Sage extends a wing encouragingly It is a fair concern. The good news is that the decision tree is navigable with three questions: What type is my outcome variable (categorical, continuous, ordinal)? How many groups am I comparing (two, or three+)? Are my data approximately normal or do they violate parametric assumptions? The table below summarizes the answer to all combinations. Keep it as a reference — over time you will develop intuition about which test you need before you even look at the table.

The table below summarizes all six inferential tests covered in this section, organized by the decision criteria that drive test selection. All six tests have been fully described above; the table is a cross-reference tool.

Outcome Type	Groups	Parametric Assumption Met?	Recommended Test
Categorical	2+ (independent)	n/a	Chi-Square Test
Categorical	2 (small n or sparse cells)	n/a	Fisher's Exact Test
Continuous	2 (independent)	Yes (or large n)	Student's T-Test
Continuous	2 (independent)	No (skewed, small n)	Mann-Whitney U Test
Continuous	3+ (independent)	Yes	Analysis of Variance (ANOVA)
Continuous	3+ (independent)	No	Kruskal-Wallis Test

Key Takeaways¶

Biostatistics is the analytical backbone of public health evidence. This chapter has built the quantitative foundations you will apply in every subsequent chapter:

Descriptive statistics — means, medians, standard deviations, IQR — characterize data before any inference; always pair numerical summaries with visual inspection.
Probability fundamentals provide the logical foundation for all statistical inference; conditional probability and Bayes' theorem explain why prevalence determines what a positive test result actually means.
Probability distributions — normal, binomial, Poisson, and negative binomial — each model a different data-generating process. Matching the right distribution to your data is a foundational modeling choice.
Sampling design determines the validity of population inferences; probability sampling with appropriate weights is required for valid survey estimates.
Sample size estimation and statistical power must be determined prospectively; underpowered studies waste resources and produce misleading negative findings.
Null hypothesis testing uses the p-value to assess compatibility of data with the null — a p-value is not the probability the null is true. Type I errors (false positives) are controlled by α; Type II errors (false negatives) are controlled by study design and power.
Confidence intervals convey both significance and the plausible range of the true effect; they are more informative than p-values alone.
Test selection follows from data type (categorical vs. continuous), number of groups, and whether parametric assumptions are met. Chi-square and Fisher's for categorical outcomes; t-test and Mann-Whitney for two groups; ANOVA and Kruskal-Wallis for three or more groups.

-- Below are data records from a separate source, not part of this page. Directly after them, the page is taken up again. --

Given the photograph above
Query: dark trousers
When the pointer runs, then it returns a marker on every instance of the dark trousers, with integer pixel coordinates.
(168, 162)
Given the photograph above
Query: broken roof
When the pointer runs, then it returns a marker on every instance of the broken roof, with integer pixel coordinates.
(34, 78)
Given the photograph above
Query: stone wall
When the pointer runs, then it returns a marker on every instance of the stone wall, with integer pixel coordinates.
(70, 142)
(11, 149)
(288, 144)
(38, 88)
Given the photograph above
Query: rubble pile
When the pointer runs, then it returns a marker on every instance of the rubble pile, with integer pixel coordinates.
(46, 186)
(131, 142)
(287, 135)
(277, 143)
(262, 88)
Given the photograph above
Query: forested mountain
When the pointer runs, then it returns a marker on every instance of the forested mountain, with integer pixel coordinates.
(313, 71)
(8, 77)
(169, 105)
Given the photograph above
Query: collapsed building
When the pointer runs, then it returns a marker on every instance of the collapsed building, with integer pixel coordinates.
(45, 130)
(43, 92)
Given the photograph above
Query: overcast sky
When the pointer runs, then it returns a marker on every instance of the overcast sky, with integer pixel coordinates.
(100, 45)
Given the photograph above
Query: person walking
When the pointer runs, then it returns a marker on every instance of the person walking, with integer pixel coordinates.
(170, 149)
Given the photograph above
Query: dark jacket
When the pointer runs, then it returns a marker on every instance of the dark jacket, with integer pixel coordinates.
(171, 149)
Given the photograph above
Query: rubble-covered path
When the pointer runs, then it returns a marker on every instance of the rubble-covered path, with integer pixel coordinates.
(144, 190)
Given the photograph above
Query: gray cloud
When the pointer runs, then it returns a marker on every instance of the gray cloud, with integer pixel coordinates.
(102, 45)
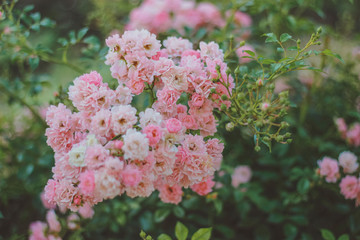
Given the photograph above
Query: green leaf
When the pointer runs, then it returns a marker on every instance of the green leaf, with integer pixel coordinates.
(270, 37)
(202, 234)
(344, 237)
(285, 37)
(35, 16)
(179, 211)
(72, 37)
(303, 185)
(290, 231)
(164, 236)
(327, 235)
(181, 231)
(161, 214)
(82, 33)
(328, 52)
(34, 62)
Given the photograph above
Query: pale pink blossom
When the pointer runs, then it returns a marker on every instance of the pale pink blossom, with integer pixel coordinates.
(329, 168)
(349, 187)
(203, 188)
(54, 224)
(348, 161)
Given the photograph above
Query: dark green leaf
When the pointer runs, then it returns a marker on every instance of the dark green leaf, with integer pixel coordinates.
(303, 185)
(270, 37)
(164, 237)
(285, 37)
(181, 231)
(179, 212)
(34, 62)
(161, 214)
(82, 33)
(202, 234)
(344, 237)
(328, 52)
(327, 235)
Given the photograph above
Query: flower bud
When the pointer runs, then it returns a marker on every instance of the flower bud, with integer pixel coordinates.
(229, 126)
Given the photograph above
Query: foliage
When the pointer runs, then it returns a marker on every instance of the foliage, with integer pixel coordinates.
(285, 198)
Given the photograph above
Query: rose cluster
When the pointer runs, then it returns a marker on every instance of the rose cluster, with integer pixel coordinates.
(349, 184)
(106, 148)
(159, 16)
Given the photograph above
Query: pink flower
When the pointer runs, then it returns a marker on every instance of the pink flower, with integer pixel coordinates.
(242, 174)
(46, 203)
(348, 161)
(87, 182)
(241, 53)
(349, 187)
(131, 176)
(153, 133)
(173, 125)
(329, 168)
(86, 211)
(123, 117)
(203, 188)
(136, 145)
(170, 194)
(54, 224)
(37, 230)
(73, 221)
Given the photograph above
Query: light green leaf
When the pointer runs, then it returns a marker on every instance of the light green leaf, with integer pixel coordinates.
(328, 52)
(202, 234)
(344, 237)
(270, 37)
(285, 37)
(181, 231)
(164, 236)
(82, 33)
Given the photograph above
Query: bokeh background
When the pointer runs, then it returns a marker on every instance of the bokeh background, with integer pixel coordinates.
(285, 199)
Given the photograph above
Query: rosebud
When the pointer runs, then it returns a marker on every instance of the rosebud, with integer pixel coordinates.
(265, 106)
(229, 126)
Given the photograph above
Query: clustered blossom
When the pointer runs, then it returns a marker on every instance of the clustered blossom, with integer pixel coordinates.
(107, 148)
(352, 134)
(159, 16)
(349, 184)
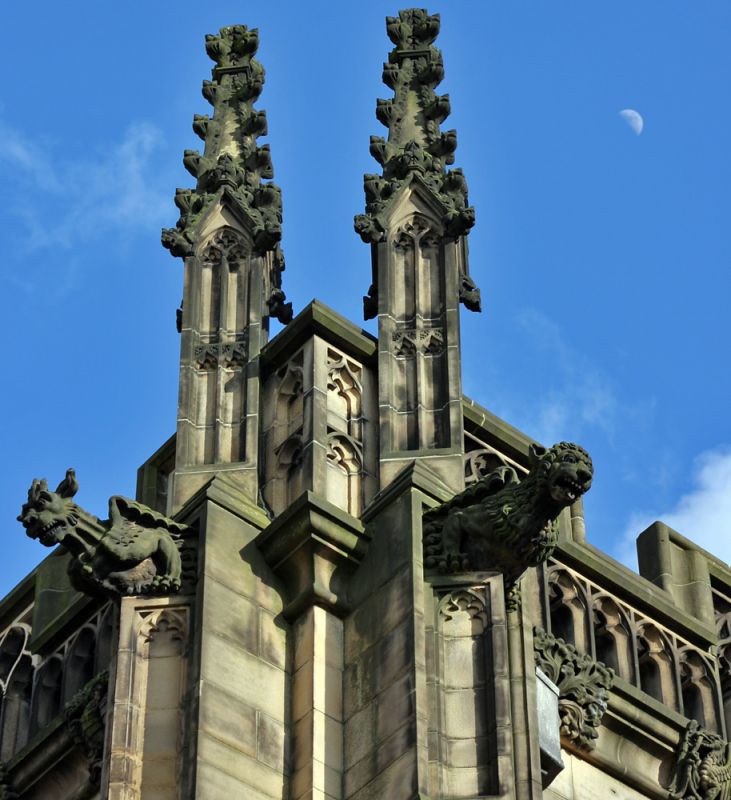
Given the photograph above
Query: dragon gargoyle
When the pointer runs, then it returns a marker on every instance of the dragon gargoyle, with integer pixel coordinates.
(135, 551)
(506, 524)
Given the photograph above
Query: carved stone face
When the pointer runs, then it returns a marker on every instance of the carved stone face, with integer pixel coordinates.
(47, 516)
(569, 472)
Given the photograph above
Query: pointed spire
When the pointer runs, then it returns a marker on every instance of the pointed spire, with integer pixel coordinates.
(416, 144)
(233, 166)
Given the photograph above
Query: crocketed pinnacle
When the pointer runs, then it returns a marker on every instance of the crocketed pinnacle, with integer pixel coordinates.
(416, 144)
(233, 166)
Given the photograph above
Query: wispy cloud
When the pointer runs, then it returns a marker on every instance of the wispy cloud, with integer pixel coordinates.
(579, 395)
(61, 201)
(703, 514)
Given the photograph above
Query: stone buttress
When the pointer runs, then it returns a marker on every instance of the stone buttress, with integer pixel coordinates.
(304, 602)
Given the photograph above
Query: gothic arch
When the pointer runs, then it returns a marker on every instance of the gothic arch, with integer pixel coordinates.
(345, 394)
(16, 685)
(79, 663)
(568, 609)
(656, 664)
(46, 700)
(698, 688)
(345, 472)
(612, 636)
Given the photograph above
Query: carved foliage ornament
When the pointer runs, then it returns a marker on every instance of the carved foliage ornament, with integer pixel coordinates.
(583, 685)
(234, 166)
(224, 354)
(702, 766)
(135, 551)
(86, 715)
(416, 144)
(410, 341)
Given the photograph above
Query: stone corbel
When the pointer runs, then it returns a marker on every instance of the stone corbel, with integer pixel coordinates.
(702, 766)
(313, 547)
(583, 686)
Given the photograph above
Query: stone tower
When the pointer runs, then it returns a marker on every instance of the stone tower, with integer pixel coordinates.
(341, 579)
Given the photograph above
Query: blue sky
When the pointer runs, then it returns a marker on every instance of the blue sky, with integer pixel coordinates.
(603, 256)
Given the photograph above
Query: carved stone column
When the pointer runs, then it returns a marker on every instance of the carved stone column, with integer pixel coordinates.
(417, 217)
(228, 234)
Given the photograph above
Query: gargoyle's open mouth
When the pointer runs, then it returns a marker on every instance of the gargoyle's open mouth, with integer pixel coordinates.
(47, 534)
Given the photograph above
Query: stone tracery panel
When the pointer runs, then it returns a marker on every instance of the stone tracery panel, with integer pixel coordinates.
(419, 337)
(465, 693)
(642, 651)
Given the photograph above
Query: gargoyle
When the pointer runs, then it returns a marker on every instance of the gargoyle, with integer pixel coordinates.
(135, 551)
(501, 523)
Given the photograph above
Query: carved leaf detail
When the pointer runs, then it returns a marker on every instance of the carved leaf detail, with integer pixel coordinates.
(583, 685)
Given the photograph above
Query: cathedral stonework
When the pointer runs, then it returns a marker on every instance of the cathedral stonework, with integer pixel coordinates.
(341, 578)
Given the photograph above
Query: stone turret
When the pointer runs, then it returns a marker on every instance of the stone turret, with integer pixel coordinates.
(416, 221)
(228, 236)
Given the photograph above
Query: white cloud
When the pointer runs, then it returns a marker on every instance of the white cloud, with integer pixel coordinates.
(61, 202)
(703, 515)
(581, 395)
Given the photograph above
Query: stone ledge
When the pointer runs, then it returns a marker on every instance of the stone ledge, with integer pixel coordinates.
(313, 547)
(316, 319)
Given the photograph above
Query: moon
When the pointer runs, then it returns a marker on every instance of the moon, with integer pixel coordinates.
(633, 119)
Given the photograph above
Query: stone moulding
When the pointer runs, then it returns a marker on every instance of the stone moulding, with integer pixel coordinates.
(702, 766)
(583, 685)
(313, 547)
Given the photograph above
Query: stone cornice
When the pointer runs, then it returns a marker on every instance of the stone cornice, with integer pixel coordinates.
(313, 547)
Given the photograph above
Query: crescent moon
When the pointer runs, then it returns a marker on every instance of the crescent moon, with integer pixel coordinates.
(633, 119)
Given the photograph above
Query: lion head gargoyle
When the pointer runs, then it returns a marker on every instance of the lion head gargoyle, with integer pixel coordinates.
(506, 524)
(135, 551)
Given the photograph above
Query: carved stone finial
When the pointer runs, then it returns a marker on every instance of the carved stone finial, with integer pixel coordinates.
(234, 166)
(135, 551)
(86, 715)
(499, 523)
(416, 145)
(583, 685)
(702, 766)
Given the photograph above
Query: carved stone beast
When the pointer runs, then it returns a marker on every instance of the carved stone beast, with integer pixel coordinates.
(501, 523)
(135, 551)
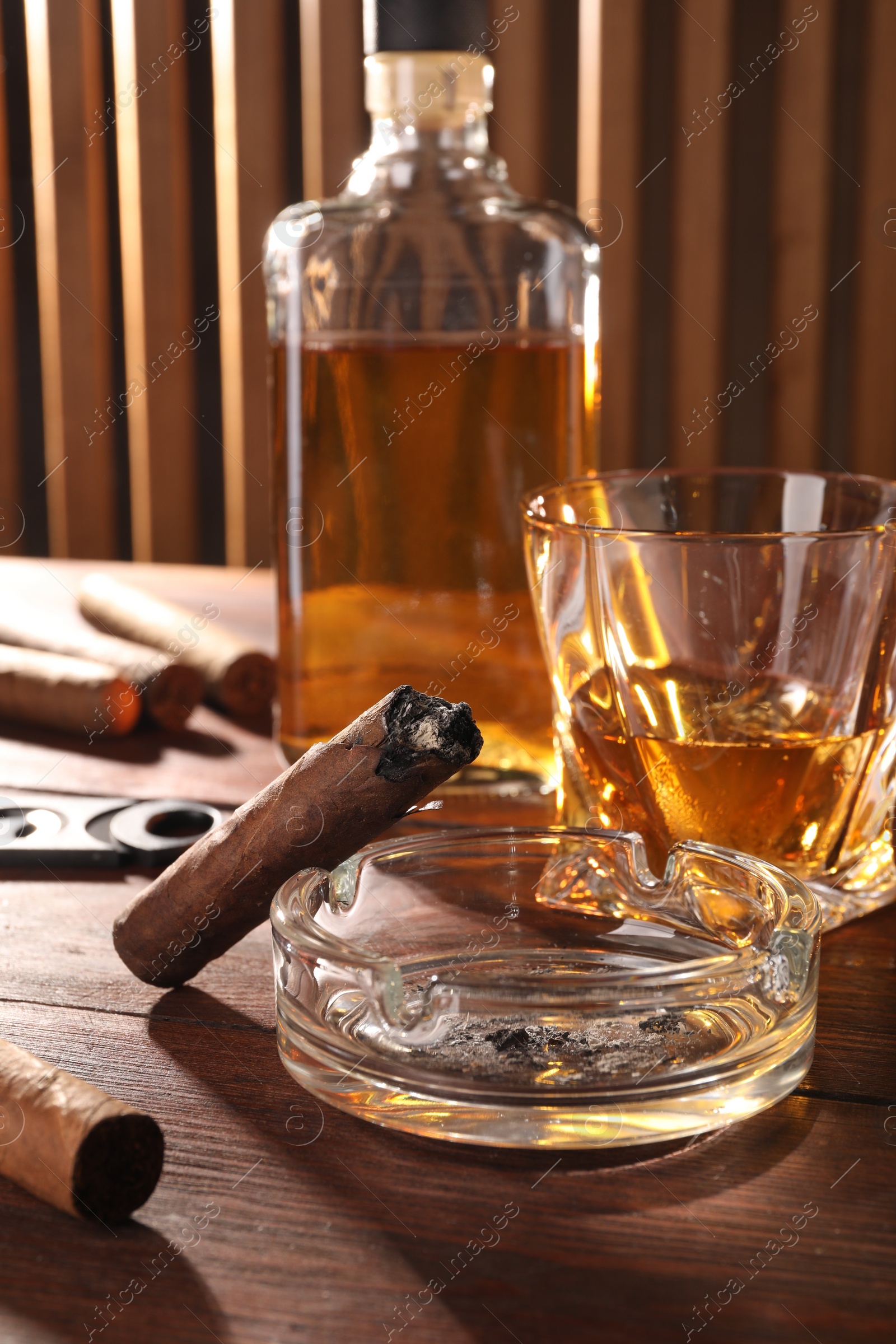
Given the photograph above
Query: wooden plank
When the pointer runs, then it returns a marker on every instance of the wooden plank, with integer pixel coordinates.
(335, 125)
(248, 61)
(801, 218)
(874, 413)
(699, 229)
(519, 125)
(652, 1240)
(609, 156)
(65, 80)
(11, 516)
(160, 326)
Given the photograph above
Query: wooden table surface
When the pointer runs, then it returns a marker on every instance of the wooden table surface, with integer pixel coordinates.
(320, 1228)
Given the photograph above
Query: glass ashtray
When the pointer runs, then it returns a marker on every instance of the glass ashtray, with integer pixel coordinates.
(543, 988)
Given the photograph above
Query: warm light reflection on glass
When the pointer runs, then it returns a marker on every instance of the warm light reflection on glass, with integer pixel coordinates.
(648, 707)
(627, 648)
(591, 340)
(672, 691)
(562, 699)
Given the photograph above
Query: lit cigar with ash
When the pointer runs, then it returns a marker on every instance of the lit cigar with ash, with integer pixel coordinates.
(338, 797)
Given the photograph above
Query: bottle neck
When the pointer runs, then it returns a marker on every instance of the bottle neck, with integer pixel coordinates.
(437, 100)
(391, 136)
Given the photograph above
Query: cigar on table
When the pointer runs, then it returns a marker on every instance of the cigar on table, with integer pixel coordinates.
(338, 797)
(70, 1143)
(170, 691)
(238, 675)
(61, 693)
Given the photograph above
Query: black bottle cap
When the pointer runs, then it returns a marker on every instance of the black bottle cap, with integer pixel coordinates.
(425, 25)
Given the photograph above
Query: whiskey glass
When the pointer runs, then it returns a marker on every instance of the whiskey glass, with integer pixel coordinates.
(720, 648)
(540, 988)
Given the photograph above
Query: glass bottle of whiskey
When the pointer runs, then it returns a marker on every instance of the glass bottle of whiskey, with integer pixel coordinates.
(436, 346)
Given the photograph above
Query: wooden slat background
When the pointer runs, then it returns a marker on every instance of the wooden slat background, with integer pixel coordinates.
(739, 158)
(10, 223)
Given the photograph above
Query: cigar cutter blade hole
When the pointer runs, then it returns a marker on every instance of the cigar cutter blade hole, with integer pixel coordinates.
(163, 828)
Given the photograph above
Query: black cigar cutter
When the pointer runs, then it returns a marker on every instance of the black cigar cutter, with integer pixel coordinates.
(59, 830)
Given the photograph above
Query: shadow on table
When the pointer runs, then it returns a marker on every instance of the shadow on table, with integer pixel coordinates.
(63, 1275)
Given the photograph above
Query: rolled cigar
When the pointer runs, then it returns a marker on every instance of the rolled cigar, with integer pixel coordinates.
(238, 676)
(338, 797)
(62, 693)
(72, 1144)
(169, 690)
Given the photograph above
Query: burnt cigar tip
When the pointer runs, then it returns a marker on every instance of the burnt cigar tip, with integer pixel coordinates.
(419, 725)
(117, 1167)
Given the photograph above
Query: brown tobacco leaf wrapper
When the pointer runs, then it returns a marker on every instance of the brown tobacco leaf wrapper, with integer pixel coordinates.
(72, 1144)
(170, 691)
(340, 796)
(238, 676)
(62, 693)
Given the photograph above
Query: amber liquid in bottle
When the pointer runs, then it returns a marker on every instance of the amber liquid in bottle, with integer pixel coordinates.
(398, 530)
(782, 795)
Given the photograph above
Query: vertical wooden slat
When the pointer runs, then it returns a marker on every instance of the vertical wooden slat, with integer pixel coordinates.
(160, 327)
(335, 125)
(11, 519)
(800, 236)
(249, 166)
(609, 155)
(699, 252)
(874, 420)
(65, 82)
(519, 125)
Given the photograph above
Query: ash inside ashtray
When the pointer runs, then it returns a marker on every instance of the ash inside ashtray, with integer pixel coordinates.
(517, 1050)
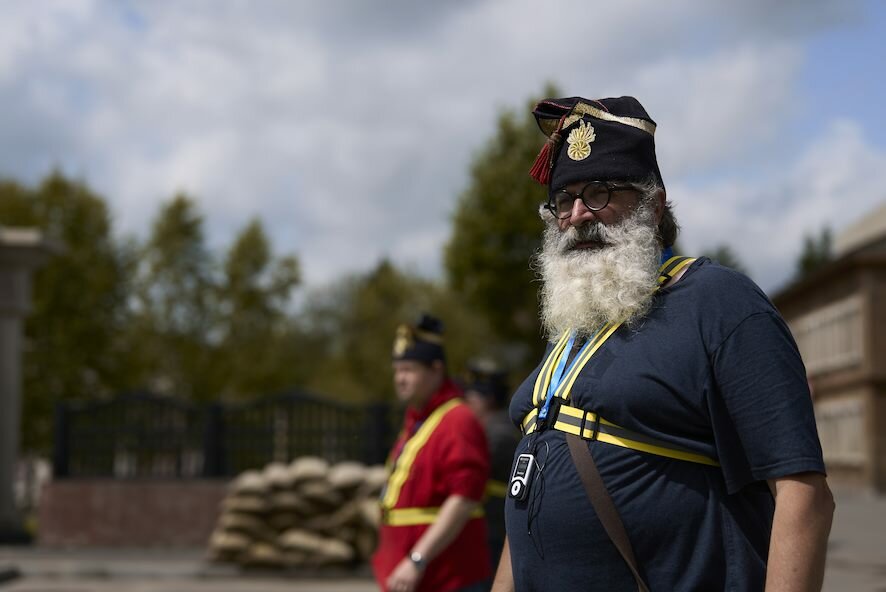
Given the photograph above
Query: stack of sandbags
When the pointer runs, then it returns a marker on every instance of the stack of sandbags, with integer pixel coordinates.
(303, 514)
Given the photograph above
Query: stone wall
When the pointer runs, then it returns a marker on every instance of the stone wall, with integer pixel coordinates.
(114, 513)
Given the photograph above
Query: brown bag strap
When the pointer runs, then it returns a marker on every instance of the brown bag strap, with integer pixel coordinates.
(603, 504)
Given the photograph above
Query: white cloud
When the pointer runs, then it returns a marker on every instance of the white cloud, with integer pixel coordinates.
(838, 179)
(349, 128)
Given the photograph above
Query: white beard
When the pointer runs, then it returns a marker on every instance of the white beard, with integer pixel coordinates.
(586, 288)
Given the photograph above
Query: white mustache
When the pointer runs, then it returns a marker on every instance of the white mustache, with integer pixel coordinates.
(596, 232)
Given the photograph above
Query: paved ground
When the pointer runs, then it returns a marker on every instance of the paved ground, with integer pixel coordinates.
(856, 563)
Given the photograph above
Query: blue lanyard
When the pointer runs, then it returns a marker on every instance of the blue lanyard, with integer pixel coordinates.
(560, 370)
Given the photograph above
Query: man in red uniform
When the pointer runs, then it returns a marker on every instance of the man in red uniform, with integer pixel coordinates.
(433, 534)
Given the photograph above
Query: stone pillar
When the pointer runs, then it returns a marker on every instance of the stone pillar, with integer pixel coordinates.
(21, 251)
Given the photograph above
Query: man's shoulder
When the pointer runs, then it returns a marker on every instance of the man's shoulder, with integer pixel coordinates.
(718, 283)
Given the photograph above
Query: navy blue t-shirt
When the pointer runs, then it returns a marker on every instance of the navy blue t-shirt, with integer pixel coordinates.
(712, 368)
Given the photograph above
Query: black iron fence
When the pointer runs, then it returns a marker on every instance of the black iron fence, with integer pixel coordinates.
(144, 435)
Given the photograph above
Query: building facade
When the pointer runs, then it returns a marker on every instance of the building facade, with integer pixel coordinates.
(838, 317)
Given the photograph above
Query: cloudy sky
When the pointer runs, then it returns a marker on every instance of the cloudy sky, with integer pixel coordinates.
(347, 127)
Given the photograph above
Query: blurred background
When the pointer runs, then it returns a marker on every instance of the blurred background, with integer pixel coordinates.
(213, 215)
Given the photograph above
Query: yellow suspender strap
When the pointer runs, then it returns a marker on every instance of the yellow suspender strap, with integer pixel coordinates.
(589, 425)
(411, 450)
(416, 516)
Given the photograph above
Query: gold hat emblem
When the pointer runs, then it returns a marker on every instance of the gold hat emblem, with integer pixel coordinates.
(579, 141)
(403, 341)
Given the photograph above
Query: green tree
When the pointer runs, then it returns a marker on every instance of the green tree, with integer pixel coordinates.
(352, 327)
(817, 251)
(73, 335)
(176, 305)
(724, 255)
(496, 230)
(257, 333)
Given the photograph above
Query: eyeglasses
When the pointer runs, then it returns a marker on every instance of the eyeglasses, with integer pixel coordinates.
(596, 195)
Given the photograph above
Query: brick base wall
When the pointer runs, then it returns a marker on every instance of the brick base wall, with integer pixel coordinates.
(106, 513)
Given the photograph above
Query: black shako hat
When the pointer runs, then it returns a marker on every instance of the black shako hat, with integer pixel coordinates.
(422, 342)
(594, 140)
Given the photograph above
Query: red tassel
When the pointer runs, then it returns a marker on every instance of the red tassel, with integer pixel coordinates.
(544, 162)
(541, 169)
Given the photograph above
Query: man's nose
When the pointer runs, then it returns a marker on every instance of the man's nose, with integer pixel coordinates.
(581, 215)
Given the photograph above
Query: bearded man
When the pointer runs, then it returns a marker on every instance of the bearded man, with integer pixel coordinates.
(669, 438)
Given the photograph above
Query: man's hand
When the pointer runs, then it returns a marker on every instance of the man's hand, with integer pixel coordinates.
(405, 577)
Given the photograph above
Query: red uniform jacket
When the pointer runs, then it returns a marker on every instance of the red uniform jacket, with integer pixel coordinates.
(453, 461)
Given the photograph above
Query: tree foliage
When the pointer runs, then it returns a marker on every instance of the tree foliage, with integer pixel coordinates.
(495, 231)
(74, 345)
(354, 322)
(817, 251)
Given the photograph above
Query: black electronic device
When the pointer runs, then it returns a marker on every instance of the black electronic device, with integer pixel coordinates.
(521, 478)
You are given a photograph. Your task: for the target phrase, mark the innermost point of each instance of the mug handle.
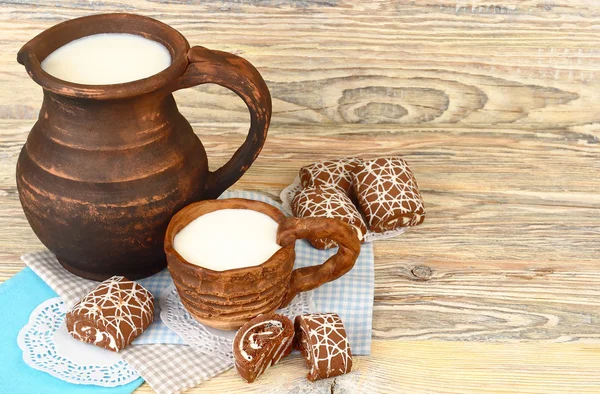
(238, 75)
(308, 278)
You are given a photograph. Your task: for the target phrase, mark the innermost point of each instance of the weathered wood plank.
(383, 62)
(437, 367)
(495, 106)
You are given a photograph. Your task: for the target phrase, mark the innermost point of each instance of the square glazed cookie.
(112, 315)
(388, 194)
(333, 173)
(328, 202)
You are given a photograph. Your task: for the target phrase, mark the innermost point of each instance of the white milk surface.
(104, 59)
(228, 239)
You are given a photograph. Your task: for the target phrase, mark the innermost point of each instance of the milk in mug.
(109, 58)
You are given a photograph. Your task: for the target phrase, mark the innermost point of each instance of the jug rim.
(38, 48)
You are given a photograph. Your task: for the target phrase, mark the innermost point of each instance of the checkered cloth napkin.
(168, 365)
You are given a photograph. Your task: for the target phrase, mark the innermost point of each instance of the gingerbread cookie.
(260, 343)
(112, 315)
(333, 173)
(322, 340)
(329, 202)
(388, 194)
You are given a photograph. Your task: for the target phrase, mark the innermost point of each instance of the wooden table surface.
(495, 105)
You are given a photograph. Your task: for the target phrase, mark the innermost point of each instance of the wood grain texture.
(495, 107)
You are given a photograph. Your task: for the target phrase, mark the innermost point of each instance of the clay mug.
(106, 166)
(227, 299)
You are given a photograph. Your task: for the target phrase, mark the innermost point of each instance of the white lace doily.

Self-Check: Can you match the concept to the situation? — Click to check your answers

Scenario 1: You have a continuous outcome (blood pressure), two independent groups, and n = 8 per group with non-normal data. → Mann-Whitney U test.

Scenario 2: You want to test whether smoking status (yes/no) differs between three age groups. → Chi-square test (or Fisher's exact if any expected cell < 5).

Scenario 3: A screening test for TB has sensitivity 85% and specificity 97%. The population prevalence is 0.5%. What is the positive predictive value? → Use Bayes' theorem: PPV ≈ 12%. Most positives in a low-prevalence population are false positives.

Scenario 4: A researcher says "our p-value was 0.04, so there is a 96% chance the drug works." → Incorrect. The p-value is the probability of seeing the data under the null, not the probability the drug works.

Scenario 5: You increase α from 0.05 to 0.10 in a study of fixed size. → Type I error probability increases; Type II error (β) decreases; power increases.

Chapter 4 complete — you now speak the language of evidence.

Sage raises a wing in celebration You have built the quantitative foundation that every other chapter in this textbook relies on. Probability, distributions, sampling, hypothesis testing, confidence intervals, and the suite of inferential tests — these are the tools with which public health investigators turn data into defensible claims. Chapter 5 extends this foundation into the regression and advanced methods that dominate the published research literature. Well done — Let's look at the data together.